La juge : « Il faut être extrêmement minutieux pour faire ça et éviter l’accident. »
L’avocate évoque un projet de sa vie privée, fortement mis à mal par la période de détention préventive. S. en témoigne et met le stop à cet échange quand il le faut.
Camille Souleil-Balducci, avocate de S,
« Vous n’avez pas évoqué les perquisitions, pourquoi ? »
S. : « Je ne sais pas. »
« Deux fichiers en sont ressorties sur plus de mille : celle « Fiers d’être bleus » et une autre avec Sarkozy comparé à Hitler. »
S. : « Peut-être parce qu’il n’y avait rien d’autre ? »

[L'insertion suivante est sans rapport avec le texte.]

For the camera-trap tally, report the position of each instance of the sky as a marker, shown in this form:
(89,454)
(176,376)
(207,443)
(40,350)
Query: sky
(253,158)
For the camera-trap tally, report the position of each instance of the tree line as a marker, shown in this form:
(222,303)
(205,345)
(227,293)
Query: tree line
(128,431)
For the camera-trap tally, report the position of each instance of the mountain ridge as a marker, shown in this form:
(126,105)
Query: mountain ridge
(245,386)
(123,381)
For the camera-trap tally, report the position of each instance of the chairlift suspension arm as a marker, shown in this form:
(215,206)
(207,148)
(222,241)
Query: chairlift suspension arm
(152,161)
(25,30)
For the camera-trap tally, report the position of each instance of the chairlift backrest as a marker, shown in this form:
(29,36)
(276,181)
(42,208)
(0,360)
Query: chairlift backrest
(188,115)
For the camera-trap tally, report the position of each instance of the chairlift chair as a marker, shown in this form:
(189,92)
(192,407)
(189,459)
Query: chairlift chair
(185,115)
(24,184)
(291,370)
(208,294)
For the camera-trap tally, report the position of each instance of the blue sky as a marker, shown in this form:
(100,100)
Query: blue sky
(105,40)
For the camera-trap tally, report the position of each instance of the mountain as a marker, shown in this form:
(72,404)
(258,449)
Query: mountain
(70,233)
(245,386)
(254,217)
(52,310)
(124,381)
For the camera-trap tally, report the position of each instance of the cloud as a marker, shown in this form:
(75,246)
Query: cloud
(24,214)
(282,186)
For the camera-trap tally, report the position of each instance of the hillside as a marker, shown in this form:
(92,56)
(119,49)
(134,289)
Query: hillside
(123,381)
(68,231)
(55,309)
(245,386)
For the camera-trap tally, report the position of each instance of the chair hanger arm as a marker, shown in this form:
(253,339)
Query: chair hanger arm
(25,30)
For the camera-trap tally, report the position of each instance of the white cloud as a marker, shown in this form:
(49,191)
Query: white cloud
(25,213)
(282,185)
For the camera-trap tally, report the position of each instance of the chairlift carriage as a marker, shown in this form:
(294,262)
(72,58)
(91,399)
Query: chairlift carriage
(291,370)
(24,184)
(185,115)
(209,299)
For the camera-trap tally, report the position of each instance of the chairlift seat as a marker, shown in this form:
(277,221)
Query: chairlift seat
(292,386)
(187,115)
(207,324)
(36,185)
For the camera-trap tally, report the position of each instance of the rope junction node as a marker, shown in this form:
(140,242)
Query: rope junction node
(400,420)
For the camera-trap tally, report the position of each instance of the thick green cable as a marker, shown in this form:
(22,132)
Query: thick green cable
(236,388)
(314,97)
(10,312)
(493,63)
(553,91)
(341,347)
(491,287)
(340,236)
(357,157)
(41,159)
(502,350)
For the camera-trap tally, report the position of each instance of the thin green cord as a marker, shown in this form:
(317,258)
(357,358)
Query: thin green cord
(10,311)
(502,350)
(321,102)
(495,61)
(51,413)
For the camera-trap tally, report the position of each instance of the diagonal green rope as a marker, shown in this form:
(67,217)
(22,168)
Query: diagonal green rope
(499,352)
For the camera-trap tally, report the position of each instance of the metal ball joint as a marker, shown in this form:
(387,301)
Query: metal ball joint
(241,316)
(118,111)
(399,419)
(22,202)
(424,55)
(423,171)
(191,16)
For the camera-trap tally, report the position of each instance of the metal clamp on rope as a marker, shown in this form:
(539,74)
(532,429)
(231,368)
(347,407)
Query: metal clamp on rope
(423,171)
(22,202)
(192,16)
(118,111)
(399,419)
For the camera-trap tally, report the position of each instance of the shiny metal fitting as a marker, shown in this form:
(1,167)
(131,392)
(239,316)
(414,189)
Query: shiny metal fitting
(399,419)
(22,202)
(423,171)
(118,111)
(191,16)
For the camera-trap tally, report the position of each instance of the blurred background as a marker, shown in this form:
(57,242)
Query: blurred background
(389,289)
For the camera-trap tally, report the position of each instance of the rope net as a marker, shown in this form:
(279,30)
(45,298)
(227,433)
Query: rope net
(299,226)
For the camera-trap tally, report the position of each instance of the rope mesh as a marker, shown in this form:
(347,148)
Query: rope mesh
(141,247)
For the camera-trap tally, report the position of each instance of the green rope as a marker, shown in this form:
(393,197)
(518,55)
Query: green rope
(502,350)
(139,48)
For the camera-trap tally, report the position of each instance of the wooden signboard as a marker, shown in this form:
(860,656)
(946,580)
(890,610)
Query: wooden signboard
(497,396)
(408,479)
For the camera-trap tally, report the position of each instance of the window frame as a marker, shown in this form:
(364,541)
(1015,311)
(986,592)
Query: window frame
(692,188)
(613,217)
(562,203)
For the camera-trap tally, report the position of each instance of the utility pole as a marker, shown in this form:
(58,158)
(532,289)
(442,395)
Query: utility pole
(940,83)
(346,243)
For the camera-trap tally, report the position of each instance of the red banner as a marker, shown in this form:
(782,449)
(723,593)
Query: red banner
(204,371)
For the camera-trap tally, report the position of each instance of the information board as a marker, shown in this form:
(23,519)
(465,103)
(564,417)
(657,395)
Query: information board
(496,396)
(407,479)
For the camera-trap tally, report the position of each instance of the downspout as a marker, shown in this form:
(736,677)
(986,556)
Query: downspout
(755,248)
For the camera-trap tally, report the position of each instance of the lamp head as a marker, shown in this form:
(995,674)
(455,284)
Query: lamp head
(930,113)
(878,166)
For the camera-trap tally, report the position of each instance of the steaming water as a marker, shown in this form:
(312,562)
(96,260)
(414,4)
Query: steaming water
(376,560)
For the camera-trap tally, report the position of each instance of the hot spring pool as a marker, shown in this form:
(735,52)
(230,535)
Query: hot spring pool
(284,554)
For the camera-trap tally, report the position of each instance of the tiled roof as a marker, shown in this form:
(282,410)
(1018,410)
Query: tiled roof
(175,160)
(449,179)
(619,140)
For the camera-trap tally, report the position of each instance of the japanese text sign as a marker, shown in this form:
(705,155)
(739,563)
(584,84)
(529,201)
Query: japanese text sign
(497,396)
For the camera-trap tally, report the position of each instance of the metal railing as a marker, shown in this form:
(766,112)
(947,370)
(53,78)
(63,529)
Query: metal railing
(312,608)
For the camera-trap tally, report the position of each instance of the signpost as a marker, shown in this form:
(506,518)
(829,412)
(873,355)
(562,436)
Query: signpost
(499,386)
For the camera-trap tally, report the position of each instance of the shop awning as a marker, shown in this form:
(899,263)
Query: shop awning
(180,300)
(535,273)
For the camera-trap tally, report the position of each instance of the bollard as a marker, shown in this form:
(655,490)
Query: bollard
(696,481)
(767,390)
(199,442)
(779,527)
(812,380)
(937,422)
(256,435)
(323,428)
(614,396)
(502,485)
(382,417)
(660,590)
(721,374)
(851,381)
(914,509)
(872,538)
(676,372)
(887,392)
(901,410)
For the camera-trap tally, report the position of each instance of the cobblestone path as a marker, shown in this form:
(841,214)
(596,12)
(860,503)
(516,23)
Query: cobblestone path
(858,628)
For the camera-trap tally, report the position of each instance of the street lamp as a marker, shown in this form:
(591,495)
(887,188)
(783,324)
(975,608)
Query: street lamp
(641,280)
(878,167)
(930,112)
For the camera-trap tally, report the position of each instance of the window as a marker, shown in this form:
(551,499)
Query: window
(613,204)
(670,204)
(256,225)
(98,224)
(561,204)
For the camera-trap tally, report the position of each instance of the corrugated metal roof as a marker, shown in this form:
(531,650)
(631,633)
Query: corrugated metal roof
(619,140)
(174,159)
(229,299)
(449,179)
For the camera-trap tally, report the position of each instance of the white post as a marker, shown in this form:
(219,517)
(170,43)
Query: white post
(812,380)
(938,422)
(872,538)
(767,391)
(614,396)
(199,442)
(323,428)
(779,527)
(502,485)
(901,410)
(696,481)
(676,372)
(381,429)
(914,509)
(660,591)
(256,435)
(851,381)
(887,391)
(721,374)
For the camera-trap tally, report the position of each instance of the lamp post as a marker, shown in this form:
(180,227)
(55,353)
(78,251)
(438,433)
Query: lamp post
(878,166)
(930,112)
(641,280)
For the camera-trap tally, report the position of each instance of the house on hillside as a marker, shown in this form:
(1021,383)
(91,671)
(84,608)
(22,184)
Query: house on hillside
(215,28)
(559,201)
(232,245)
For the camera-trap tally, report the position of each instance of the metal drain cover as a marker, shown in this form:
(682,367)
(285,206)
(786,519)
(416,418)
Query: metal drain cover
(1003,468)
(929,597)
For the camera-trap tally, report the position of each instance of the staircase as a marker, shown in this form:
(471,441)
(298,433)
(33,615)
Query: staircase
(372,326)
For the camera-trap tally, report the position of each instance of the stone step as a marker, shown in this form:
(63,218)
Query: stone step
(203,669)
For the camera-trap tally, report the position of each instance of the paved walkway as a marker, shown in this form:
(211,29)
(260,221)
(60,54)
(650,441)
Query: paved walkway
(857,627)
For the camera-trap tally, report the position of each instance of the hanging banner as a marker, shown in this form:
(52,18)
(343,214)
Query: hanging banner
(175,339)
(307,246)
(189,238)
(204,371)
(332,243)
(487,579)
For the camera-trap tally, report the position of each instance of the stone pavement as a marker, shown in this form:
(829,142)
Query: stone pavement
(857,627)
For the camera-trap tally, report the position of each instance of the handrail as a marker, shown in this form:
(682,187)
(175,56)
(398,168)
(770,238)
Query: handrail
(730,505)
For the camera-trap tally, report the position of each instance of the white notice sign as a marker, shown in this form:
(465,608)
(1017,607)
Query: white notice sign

L’avocate reprend un témoignage : « S. s’exprime par des textes, des chansons, des caricatures… C’est sa façon de critiquer. »
S. : « Ce sont les bons mots ! »
« Qu’est-ce qu’on se permet de dire dans les chansons punk ? »
S. : « Tout, absolument tout, de la provocation en allant jusqu’au bout. Certains chants posent problème aujourd’hui par rapport aux VSS. Le punk a la faculté de pousser jusqu’au bout de la violence verbale. C’est la liberté d’expression « pure ». »
« Vous n’avez pas de problème d’alcool. Cependant, dans votre condamnation, vous avez une injonction de soins par rapport à l’alcool. Qu’en pensez-vous ? »
S.: « J’ai l’impression de ne pas avoir été écouté. Je n’ai pas d’alcoolisation ; la dopamine, je la trouve dans l’escalade et la musique. Le suivi-soin : c’est bien, il n’y a pas de jugement, on parle de tout … sauf d’alcool ! »
Reprise audience : 18H
C passe à la barre :
La présidente annonce qu’on va finir par C. Puis demain matin ce sera le tour de F, suivi de la lecture des retranscriptions sur les explosifs.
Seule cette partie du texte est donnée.